Growing up in New Jersey, Sara Zhou wasn’t much involved in activities involving Chinese culture, even though her parents are originally from China. Looking for a community as a freshman at Penn, she found the Penn Lions student dance troupe.
Now a senior and president of the one-of-a-kind performing arts group, she says the troupe is like family, central to her college experience.
“Through lion dance, I have had a really special opportunity to connect with my Chinese culture,” says Zhou, a cognitive science major from Oakland, N. J.
“Everyone in Penn Lions is my best friend,” she says. “I feel like I can call on anyone unconditionally and they will help out.”
Founded in 2007, the troupe today has about two dozen members who are pursuing a variety of majors in all four undergraduate schools, and a few graduate schools, across the University. The group practices the Hok San style of lion dance, which combines the martial arts traditions of Southern China with cat-like movements and flashy acrobatic tricks.
Jia Wei Teo, a junior in the Wharton School, says she joined the group for three reasons: social, cultural, and athletics. “I was a very shy person my freshman year. I flew 30 hours to get here from Malaysia, and it was intimidating and it seemed hard to make friends,” she says. “Joining Lions was the best decision. It’s like my family.”
February is the group’s busiest month because of Lunar New Year celebrations: this Year of the Pig started on Feb. 5. The Lions have performances scheduled on Penn’s campus at several of the College Houses, including Kings Court English and Stouffer. Lion dancing can also be performed during other occasions throughout the year, including campus events, weddings, business openings, and school festivals.
“Our goal is to spread this culture that we care a lot about to people who may not have been exposed to it before,” Zhou says. “The purpose is to spread good luck and good fortune.”
A typical performance features two lions, with two students each, one in the huge colorful head and another in the fur-fringed tail. “We have different tricks we do where the person in the tail lifts the person in the head,” Zhou says. “We train intensively to perform these tricks, called stacks, safely.”
Each move, signaled by a unique drumbeat, has significance. This season’s performance tells the story of an old lion and a young lion trying to get out of a cave. The young lion is scared as it approaches the entrance, and the old lion guides it through. The lions then “eat” a head of lettuce and throw it to the audience in a sequence commonly known as “cai qing”.

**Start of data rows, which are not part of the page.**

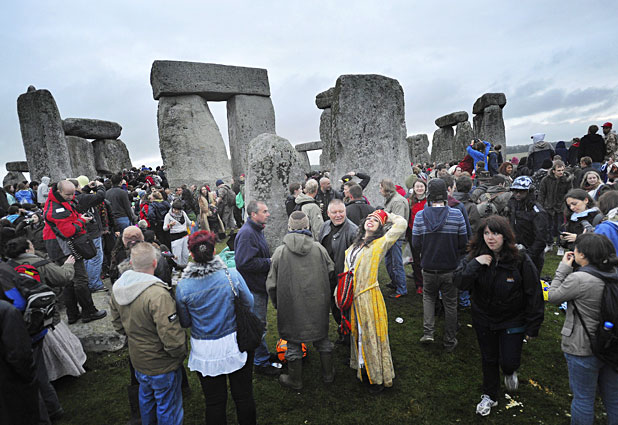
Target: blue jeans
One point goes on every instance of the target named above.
(394, 267)
(260, 307)
(160, 398)
(585, 374)
(122, 223)
(93, 266)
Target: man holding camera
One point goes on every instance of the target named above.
(62, 223)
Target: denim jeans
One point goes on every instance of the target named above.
(93, 266)
(260, 307)
(394, 267)
(586, 373)
(160, 398)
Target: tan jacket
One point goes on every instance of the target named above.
(143, 309)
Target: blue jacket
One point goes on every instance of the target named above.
(205, 301)
(252, 256)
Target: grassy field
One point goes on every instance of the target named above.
(431, 386)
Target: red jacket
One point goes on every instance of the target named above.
(61, 214)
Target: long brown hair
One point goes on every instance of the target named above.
(497, 224)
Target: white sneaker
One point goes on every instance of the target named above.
(484, 407)
(511, 382)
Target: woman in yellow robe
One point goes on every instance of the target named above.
(370, 349)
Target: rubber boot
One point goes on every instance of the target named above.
(133, 391)
(328, 370)
(294, 378)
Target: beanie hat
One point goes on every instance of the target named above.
(298, 221)
(379, 215)
(437, 190)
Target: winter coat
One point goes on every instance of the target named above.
(299, 287)
(585, 287)
(252, 256)
(313, 212)
(205, 300)
(504, 295)
(143, 309)
(551, 193)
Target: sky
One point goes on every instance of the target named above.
(552, 59)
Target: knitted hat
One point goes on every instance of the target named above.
(298, 221)
(379, 215)
(437, 190)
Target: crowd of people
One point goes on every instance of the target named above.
(475, 231)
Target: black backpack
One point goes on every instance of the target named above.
(40, 299)
(605, 347)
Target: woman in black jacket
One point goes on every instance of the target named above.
(507, 304)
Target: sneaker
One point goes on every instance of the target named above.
(484, 407)
(511, 382)
(426, 339)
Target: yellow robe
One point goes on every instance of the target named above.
(368, 310)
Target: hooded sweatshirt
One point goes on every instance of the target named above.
(143, 309)
(439, 233)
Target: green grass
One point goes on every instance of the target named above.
(430, 387)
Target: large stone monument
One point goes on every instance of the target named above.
(367, 130)
(43, 135)
(249, 110)
(488, 120)
(272, 165)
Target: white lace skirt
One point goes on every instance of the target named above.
(214, 357)
(63, 353)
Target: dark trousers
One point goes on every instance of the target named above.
(498, 350)
(241, 387)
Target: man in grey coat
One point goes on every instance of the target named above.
(299, 287)
(395, 204)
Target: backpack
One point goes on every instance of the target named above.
(40, 300)
(605, 347)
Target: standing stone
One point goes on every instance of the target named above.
(110, 156)
(43, 135)
(273, 165)
(326, 135)
(418, 146)
(442, 145)
(493, 126)
(463, 136)
(81, 154)
(91, 129)
(13, 177)
(247, 117)
(191, 145)
(369, 131)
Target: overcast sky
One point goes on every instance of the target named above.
(554, 60)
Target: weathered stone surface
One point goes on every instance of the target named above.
(99, 335)
(247, 117)
(493, 126)
(43, 136)
(91, 129)
(452, 119)
(209, 80)
(81, 154)
(273, 165)
(463, 136)
(110, 156)
(190, 142)
(442, 145)
(17, 166)
(325, 99)
(369, 131)
(326, 135)
(309, 146)
(13, 177)
(418, 146)
(488, 99)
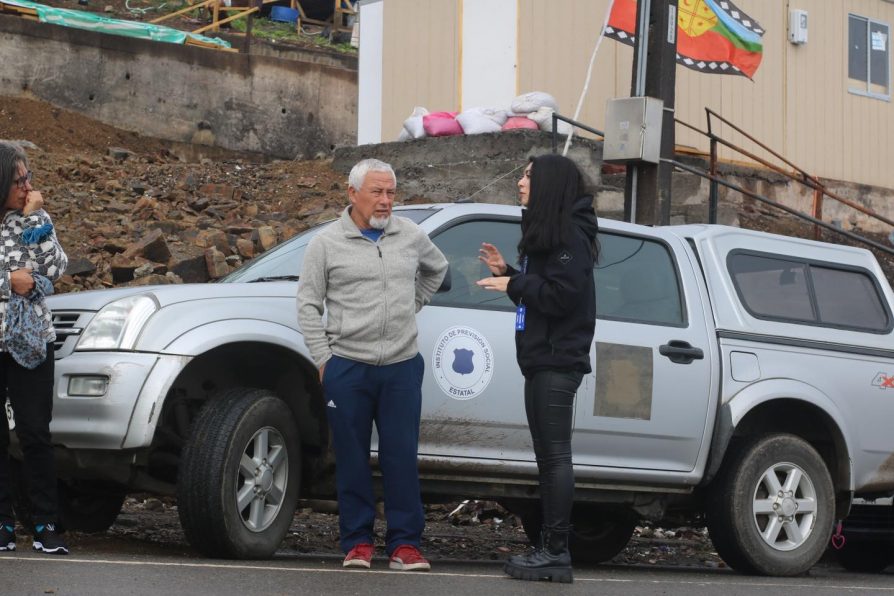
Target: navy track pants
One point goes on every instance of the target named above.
(357, 395)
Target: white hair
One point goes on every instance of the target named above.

The lions also unfurl red scrolls with new year sayings in gold: 万事如意, wàn shì rú yì, “may everything go well with you” and 恭喜发财, gōng xǐ fā cái, which wishes wealth and prosperity.
“The climax of the performance is to overcome a challenge and share and spread the good luck,” says Kenneth Shinn, a sophomore from Santa Rosa, Calif.
“Cai qing,” or “plucking the greens,” is designed to signify finding fortune, based on different meanings of the Chinese word cai. Cǎi qīng (采青) means “plucking the greens”, while cái qīng (财青) represents spreading good fortune. The same homonyms apply in both Mandarin and Cantonese.
“For the lion dance, these words actually line up in both dialects,” says Shinn who plans to double-major in economics and engineering. “It’s a cool consistency between these two Chinese dialects, where pronunciations of similar words can be vastly different.”
A select few members, including Shinn and Zhou, take turns at the drum, driving the performance with its reverberating beat. Four others accompany on cymbals. “We consider the drum to be the heartbeat of the lion,” Zhou says. “The drum dictates the performance of the lion.”
The rehearsals are athletic and demanding, two hours on Thursday, three hours on Saturday, and an extra optional practice on Friday. The team practices every day around the Lunar New Year, taking turns using the five lion costumes, each with a different dominant color: gold, blue, purple, red, or yellow.
“This has given me an appreciation for art, how we teach art, and how we lead a group of people to do something that is really, really spectacular,” says Zhou. “We help people achieve something that they may think they can’t achieve by themselves.”
The older members teach the new ones, helping them with the challenging dance moves, some of which require one to lift another onto their head. Alumni often return to help coach. Completely student-run, Penn Lions is supported by the Penn Student Activities Council which helps with funding, including buying the lion costumes.
“Our goal for training is to teach the new members as much as possible in their first year, so when they become sophomores they become general troupe members, and everyone is the same skill level,” Shinn says.
“That keeps us student run, to keep us teaching each other. It gives us that closure and that intrinsic family-like bond that our group has,” he continues. “We are not only each other’s mentors, but we are each other’s students, and friends.”
Although most members are of Asian descent, everyone is welcome to join the group. “If you have a passion for learning lion dance,” Zhou says. “we wholeheartedly welcome you.”